Movie poster for the 2017 film Detroit

Detroit (2017) is a searing historical crime drama depicting the events surrounding the "12th Street Riot" and the ensuing "Algiers Motel Incident" during the racially contentious summer of 1967 in Detroit, Michigan. The storyline unfolds after the Detroit Police Department executes a raid on an underground bar in the city's Near West Side neighborhood—such raids considered racially-biased by many local black residents.


As the police assiduously detain all black club attendees, a crowd soon forms on the street and commences hurling projectiles and looting local storefronts. The Michigan Army National Guard and US Army are both called in to combat the escalating violence, forcing musicians Larry Reed (Algee Smith) and Fred Temple (Jacob Latimore) to seek shelter in the local Algiers Motel. It's at the Algiers that Reed and Temple meet Carl Cooper (Jason Mitchell), Aubrey Pollard, Jr. (Gbenga Akinnagbe), Michael Clark (Malcolm David Kelley) and Lee Forsythe (Peyton Alex Smith)—fellow lodgers who will soon suffer from a shockingly malicious incursion by Detroit police officers.

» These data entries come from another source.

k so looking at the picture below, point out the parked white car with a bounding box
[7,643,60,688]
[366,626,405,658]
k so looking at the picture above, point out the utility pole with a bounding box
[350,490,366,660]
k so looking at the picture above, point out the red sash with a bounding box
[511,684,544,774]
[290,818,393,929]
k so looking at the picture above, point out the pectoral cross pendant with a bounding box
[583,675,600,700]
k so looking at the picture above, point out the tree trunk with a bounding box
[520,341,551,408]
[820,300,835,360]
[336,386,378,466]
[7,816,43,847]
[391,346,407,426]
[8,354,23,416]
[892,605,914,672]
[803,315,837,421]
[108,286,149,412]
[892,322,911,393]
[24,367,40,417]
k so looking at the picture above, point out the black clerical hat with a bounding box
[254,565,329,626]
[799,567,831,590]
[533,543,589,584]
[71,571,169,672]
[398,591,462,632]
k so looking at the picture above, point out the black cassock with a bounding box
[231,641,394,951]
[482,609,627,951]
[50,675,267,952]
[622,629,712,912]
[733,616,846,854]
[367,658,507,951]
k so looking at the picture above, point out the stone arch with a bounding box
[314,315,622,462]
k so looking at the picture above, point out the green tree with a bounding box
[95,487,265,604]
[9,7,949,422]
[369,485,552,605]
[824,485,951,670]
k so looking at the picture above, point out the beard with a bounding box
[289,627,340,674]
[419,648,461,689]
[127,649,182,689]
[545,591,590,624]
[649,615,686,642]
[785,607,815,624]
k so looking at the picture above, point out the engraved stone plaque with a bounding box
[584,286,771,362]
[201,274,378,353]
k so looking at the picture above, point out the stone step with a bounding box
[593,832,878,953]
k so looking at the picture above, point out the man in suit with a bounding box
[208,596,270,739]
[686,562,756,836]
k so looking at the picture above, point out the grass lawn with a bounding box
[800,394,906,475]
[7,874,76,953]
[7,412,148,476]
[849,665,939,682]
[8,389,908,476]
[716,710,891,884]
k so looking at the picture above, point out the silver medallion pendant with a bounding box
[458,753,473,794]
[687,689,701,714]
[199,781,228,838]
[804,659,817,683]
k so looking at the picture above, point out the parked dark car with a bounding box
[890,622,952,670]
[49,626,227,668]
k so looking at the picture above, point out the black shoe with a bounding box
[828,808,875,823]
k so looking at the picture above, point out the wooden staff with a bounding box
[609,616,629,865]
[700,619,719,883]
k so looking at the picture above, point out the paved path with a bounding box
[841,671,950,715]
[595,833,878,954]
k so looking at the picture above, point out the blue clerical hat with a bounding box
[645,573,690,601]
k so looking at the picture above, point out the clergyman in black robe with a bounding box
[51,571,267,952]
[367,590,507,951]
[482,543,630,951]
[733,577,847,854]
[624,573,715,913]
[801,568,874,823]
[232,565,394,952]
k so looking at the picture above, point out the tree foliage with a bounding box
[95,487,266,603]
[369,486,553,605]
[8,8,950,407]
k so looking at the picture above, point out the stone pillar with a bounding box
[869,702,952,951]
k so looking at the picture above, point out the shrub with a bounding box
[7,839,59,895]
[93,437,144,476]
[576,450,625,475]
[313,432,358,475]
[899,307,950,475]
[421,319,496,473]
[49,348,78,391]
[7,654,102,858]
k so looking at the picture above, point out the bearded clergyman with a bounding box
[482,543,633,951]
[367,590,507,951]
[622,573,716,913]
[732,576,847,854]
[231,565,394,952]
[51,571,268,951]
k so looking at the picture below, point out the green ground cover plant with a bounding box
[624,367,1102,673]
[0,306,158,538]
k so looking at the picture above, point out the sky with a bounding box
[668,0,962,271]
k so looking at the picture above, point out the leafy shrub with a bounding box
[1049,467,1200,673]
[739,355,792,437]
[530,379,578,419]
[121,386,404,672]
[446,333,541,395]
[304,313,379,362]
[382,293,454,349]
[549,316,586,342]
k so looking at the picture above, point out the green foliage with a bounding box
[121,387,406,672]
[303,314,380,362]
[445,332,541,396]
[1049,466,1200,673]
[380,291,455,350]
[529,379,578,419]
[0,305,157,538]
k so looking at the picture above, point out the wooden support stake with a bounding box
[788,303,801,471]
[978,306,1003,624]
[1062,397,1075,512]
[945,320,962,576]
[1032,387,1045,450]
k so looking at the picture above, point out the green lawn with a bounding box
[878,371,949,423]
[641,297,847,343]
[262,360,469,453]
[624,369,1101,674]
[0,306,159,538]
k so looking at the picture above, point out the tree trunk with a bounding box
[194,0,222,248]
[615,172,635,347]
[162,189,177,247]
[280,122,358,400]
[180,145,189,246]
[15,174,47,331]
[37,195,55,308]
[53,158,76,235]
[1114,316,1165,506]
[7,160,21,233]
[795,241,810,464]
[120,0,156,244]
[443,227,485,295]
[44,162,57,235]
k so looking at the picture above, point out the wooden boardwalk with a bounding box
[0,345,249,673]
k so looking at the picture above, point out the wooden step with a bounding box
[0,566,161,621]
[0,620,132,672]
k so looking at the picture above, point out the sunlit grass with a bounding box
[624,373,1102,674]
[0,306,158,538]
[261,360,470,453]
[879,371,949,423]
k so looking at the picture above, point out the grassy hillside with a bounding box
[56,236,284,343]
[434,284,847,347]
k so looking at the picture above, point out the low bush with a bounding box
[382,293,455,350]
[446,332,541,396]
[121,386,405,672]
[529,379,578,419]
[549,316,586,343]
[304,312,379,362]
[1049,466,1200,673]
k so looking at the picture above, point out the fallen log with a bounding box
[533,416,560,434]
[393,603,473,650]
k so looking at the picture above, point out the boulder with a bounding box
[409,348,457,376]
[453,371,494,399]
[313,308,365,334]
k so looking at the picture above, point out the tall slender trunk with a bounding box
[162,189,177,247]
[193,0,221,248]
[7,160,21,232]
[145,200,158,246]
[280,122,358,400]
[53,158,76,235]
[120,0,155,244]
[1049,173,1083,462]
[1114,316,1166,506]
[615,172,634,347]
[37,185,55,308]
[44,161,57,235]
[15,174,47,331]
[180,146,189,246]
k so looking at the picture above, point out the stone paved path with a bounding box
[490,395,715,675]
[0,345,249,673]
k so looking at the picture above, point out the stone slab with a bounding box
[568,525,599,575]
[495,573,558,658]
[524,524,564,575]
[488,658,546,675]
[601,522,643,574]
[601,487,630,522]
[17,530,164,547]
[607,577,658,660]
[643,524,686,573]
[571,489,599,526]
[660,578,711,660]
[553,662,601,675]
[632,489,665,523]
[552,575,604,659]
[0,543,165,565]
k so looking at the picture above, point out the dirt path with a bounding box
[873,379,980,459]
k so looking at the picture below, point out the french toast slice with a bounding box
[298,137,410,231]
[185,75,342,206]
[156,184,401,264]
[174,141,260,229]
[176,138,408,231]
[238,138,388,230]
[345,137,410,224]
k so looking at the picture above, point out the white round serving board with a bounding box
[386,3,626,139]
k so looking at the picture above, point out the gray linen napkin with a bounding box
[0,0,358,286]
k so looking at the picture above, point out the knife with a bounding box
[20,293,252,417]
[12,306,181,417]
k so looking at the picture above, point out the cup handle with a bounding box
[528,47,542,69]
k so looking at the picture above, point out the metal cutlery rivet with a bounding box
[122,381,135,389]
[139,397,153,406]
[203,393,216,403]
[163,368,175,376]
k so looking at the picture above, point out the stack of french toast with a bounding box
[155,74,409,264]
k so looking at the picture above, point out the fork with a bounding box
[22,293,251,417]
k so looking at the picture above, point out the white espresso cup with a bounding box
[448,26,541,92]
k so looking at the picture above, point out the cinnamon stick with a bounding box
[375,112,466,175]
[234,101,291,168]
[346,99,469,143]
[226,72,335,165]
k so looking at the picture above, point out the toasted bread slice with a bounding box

Written and produced by Mark Boal with frequent collaborator Kathryn Bigelow (The Hurt Locker, Zero Dark Thirty) behind the lens, Detroit is a harrowing yet essential viewing experience. The highly diverse cast delivers on every level, with special recognition for John Boyega as security guard Melvin Dismukes and Will Poulter as Officer Philip Krauss—both delivering stunningly assured (and wildly divergent) portrayals of key characters in the ensuing violence. Vivid, pulse-pounding, and masterfully constructed, it's an eye-opening recapitulation of one of the most tragic events in modern American history.